What kind of parallel performance losses/gains do these different extensions cause? Perhaps try to model the performance of your extensions.

Submit

Email your group's tarred write-up and code, or create a webpage that has them. Tell us what you did and why you did it. Tell us about the modifications you made to the code; but more importantly, tell us about any profiling, experiments, models, or other considerations that lead you to make your changes.

Grades

Grades will be based more on your explanations and problem-solving attempts than the end implementation results. This code is probably the first parallel code that most people in the class have written, and as such, your implementations are not expected to have astounding performance and scalability.

References

FAQ

[ Assignment ] [ Compilation ] [ Execution ] [ Miscellaneous ]

Assignment Questions

Do I have to optimize all three implementations?

To familiarize yourself with the coding style of each implementation, we would like you to try some light optimizations (those optimizations may be the same for each implementation, but will vary in their implementation style and performance results). A few ideas are listed above. You do not have to have great performance for each implementation, but rather describe why, how, and to what effect you optimized the implementations.

Compilation Problems

Why am I getting "stray '\' in program" errors when I run make?

You need to make sure the code was transferred as plaintext if you are editing it on a DOS machine and transfering it to a unix machine. If you transfer as binary, ^M's will be added to the end-of-lines and the \ will be modifying this expression instead of adding a newline to the #define macros.

Why does the Titanium version not compile on seaborg?

Try using "tcbuild --cc cc --backend sp3 <program>".

Execution Problems

How do I run the viewer?

Make sure you have xhosted the machine you are running it on, and the machine has python installed.
Run the compiled fish program with the -o option specified:
e.g. fish -o filename.out
Run the viewer (make sure you specify the pathname correctly): aquarium filename.out

Why does Millennium say that it cannot chdir to a directory?

The filesystem is having problems on some nodes (mm* machines).
Try restricting the set of nodes to those that work.
Which ones work? It is hard to tell until you try to run something.

REXEC_SVRS on Millennium?

No, apparently rexec was the old way of doing things and Titanium compiled with udp-* backend still relies on its methodology as it has not been updated on the Millennium machines.

The preferred way to compile on Millennium machines is with the mpi-* backends which run gexec.

How do I limit the number of processes per node in Titanium?

setenv TI_PFORP processes/processors    -- Aaron Wemhoff pointed out this answer.

See Dan Bonachea's start page.

What if I receive loadlevel errors on Seaborg?

Try running "poe ./fish -retrycount 20".

Miscellaneous

Are there GUI profilers for Millennium like VAMPIR for Seaborg?

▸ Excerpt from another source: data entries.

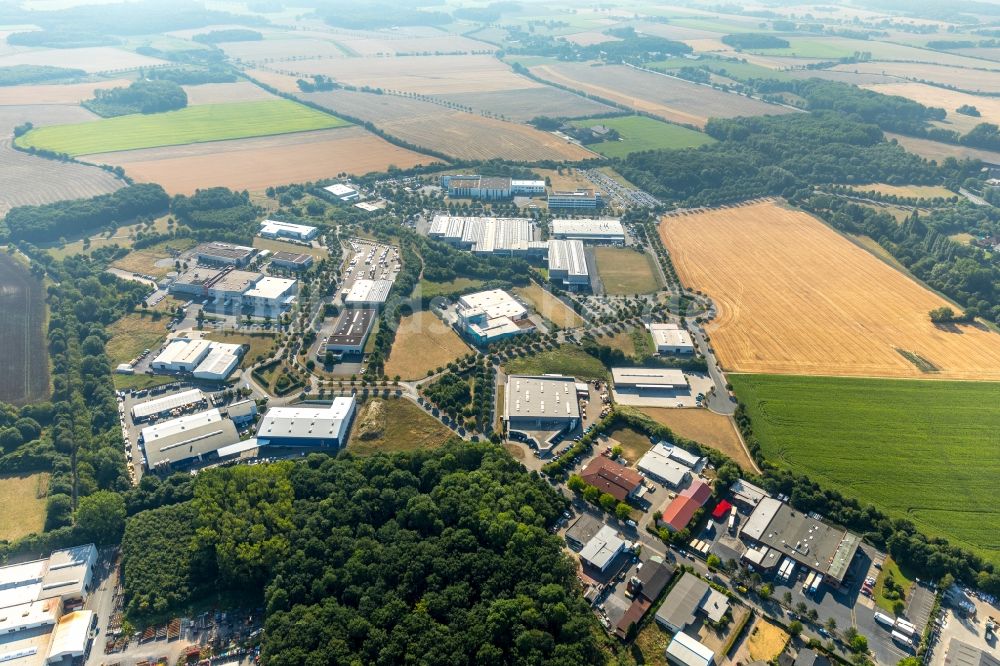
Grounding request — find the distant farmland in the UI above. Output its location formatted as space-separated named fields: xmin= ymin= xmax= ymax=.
xmin=300 ymin=90 xmax=595 ymax=162
xmin=531 ymin=62 xmax=791 ymax=127
xmin=0 ymin=252 xmax=49 ymax=405
xmin=729 ymin=374 xmax=1000 ymax=564
xmin=17 ymin=99 xmax=348 ymax=156
xmin=573 ymin=116 xmax=715 ymax=157
xmin=659 ymin=201 xmax=1000 ymax=380
xmin=84 ymin=125 xmax=428 ymax=194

Unfortunately, no. VAMPIR is not set up for Millennium. If we have a copy somewhere, I am willing to configure it for Millennium.

Is there a system hook to find which exact processor on which my process is running? [ still looking ]

On Millennium, try using the sysinfo command and fetch the number of pocesses running on the processor.

Timing? It seems that clock() is not giving accurate results.

On seaborg, it seems that clock() increases the scaling of the time based on the number of threads. You will have to divide through by the number of threads to get the actual CPU time for a given thread (also with timing barriers, etc.).                                  -- José González pointed out this problem.

Did you remember to subtract of the initial value given by clock()? For processes taking longer than 72 minutes, you may have to adjust for wrap-around. You may also try switching to using the times() command which returns more of a breakdown of the time your process is taking. Note these commands return time in clock ticks -- according to POSIX, you can just divide through by 1000000. I would not recommend using wall clock time commands like gettimeofday() as these values may not reflect the actual process time.

If you still do not feel like you are getting accurate timings, send me email with the code that is giving you problems and the machine on which you are running it.